Les Chroniques de l'Imaginaire

La matinée d'un gentilhomme rural - Tolstoï, Léon

A dix-neuf ans, le prince Nekhlioudov décide de se consacrer à l'exploitation familiale en allant y vivre sur place, dans la campagne, aux côtés des paysans qui travaillent sur ses terres. Plein de bonne volonté, désireux de bien faire et de venir en aide à ces familles, il entreprend de visiter certaines d'entre elles à l'aide du carnet sur lequel il a noté les demandes de chacune. Tel paysan a besoin de bois, l'autre de blé...

Nekhlioudov rend visite à chacun et rapidement, il comprend que les choses ne vont pas être aussi idylliques qu'espéré. Ses ambitions de bonté et d'assistance vont se heurter à l'entêtement des paysans, ancrés dans leurs habitudes et rétifs au changement. Il se rend aussi compte que les difficultés de la paysannerie ne sont pas que liées au manque d'argent et aux conditions de travail rude. Il peut aussi y avoir de la paresse, de la méchanceté, un orgueil mal placé, de l'avarice...

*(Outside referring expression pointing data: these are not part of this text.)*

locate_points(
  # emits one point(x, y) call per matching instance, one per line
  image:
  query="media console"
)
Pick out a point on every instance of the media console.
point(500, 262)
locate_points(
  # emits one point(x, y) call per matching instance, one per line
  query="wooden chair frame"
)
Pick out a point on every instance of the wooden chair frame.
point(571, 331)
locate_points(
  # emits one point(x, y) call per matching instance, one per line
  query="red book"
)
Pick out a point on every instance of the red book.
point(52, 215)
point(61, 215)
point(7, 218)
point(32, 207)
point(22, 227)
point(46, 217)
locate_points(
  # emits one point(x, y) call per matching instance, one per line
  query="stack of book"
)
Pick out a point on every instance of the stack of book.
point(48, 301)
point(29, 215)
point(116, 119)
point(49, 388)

Cette nouvelle rend compte en un relatif concentré de pages de la condition paysanne en Russie en opposition à celle plus aisée de la bourgeoisie. Il y a un choc des cultures qui malgré tous les efforts du prince ne peut pas déboucher sur un terrain d'entente car ces deux mondes ne s'appuient pas sur les mêmes codes. Leon Tolstoï parvient également à balayer en quelques personnages plusieurs visages qui sont autant d'exemples de caractères type du paysan.

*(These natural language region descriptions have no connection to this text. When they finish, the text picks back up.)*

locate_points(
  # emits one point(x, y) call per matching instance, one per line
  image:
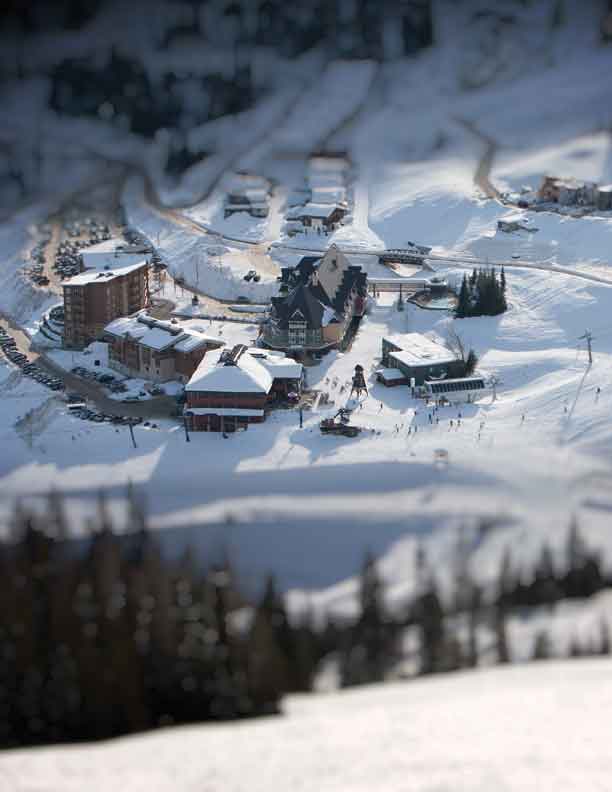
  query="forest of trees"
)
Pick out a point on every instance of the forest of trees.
point(483, 293)
point(103, 636)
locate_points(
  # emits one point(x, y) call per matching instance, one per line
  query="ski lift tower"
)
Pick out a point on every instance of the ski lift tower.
point(359, 385)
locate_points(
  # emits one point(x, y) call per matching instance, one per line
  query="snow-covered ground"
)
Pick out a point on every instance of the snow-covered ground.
point(518, 729)
point(307, 506)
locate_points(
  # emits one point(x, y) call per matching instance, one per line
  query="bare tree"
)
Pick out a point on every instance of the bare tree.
point(455, 343)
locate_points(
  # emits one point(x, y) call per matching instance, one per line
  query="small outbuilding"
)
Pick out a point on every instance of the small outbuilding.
point(236, 387)
point(418, 359)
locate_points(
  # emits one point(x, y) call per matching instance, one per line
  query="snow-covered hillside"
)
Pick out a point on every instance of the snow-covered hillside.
point(284, 498)
point(520, 729)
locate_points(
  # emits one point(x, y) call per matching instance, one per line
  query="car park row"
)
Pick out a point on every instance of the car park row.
point(9, 347)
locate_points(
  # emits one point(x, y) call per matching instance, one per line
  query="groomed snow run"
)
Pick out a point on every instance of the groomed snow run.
point(520, 729)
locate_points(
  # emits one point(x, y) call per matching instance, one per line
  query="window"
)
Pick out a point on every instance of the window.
point(297, 333)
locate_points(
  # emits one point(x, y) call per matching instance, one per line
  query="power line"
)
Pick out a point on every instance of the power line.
point(588, 337)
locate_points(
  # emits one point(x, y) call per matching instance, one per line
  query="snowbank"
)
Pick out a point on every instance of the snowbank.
point(495, 729)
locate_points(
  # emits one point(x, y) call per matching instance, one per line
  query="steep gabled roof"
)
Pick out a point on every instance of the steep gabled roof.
point(299, 299)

En plus de la peinture sociale de la paysannerie, l'auteur nous convie à entrer visuellement dans l'exploitation que parcourt le gentilhomme au cours de sa matinée. On y voit les champs, les isbas plus ou moins délabrées, les terres battues, le poêle qui chauffe, les volets branlants... Les scènes que décrit Tolstoï pourraient sembler tristes et déprimantes, mais l'auteur insuffle constamment de l'humour basé sur l'incompréhension entre le prince et les paysans. Certaines attitudes entraînent aussi un comique de situation, comme Ioukhvanka qui cache précipitamment sa pipe en voyant Nekhlioudov entrer dans l'isba alors qu'il prétend être dans le besoin.

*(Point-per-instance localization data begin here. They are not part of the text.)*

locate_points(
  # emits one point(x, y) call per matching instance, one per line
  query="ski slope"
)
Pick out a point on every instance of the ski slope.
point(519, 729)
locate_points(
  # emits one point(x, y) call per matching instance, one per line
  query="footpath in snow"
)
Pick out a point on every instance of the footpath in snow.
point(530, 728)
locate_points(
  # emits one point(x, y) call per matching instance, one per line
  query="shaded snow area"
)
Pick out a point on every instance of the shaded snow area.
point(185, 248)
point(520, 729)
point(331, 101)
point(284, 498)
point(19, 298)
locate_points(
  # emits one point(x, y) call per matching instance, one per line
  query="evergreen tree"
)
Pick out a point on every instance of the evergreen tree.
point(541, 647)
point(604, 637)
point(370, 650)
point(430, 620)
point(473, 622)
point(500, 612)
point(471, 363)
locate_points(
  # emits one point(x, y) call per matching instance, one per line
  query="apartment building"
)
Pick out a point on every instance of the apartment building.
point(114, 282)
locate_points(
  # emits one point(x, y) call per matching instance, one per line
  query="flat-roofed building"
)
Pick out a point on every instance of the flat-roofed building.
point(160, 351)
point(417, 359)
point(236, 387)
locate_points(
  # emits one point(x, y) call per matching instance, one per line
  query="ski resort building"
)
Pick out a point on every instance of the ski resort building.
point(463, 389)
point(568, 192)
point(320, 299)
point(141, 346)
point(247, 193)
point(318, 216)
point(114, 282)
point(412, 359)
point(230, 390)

La matinée d'un gentilhomme rural est un récit brillant, drôle sans moquerie, qui expose sans blâmer. Le personnage de Nekhlioudov est touchant car en dépit des différences, il prend son rôle à cœur et ne se laisse pas décourager. Avec cette nouvelle, Tolstoï offre un regard finalement assez tendre sur la ruralité.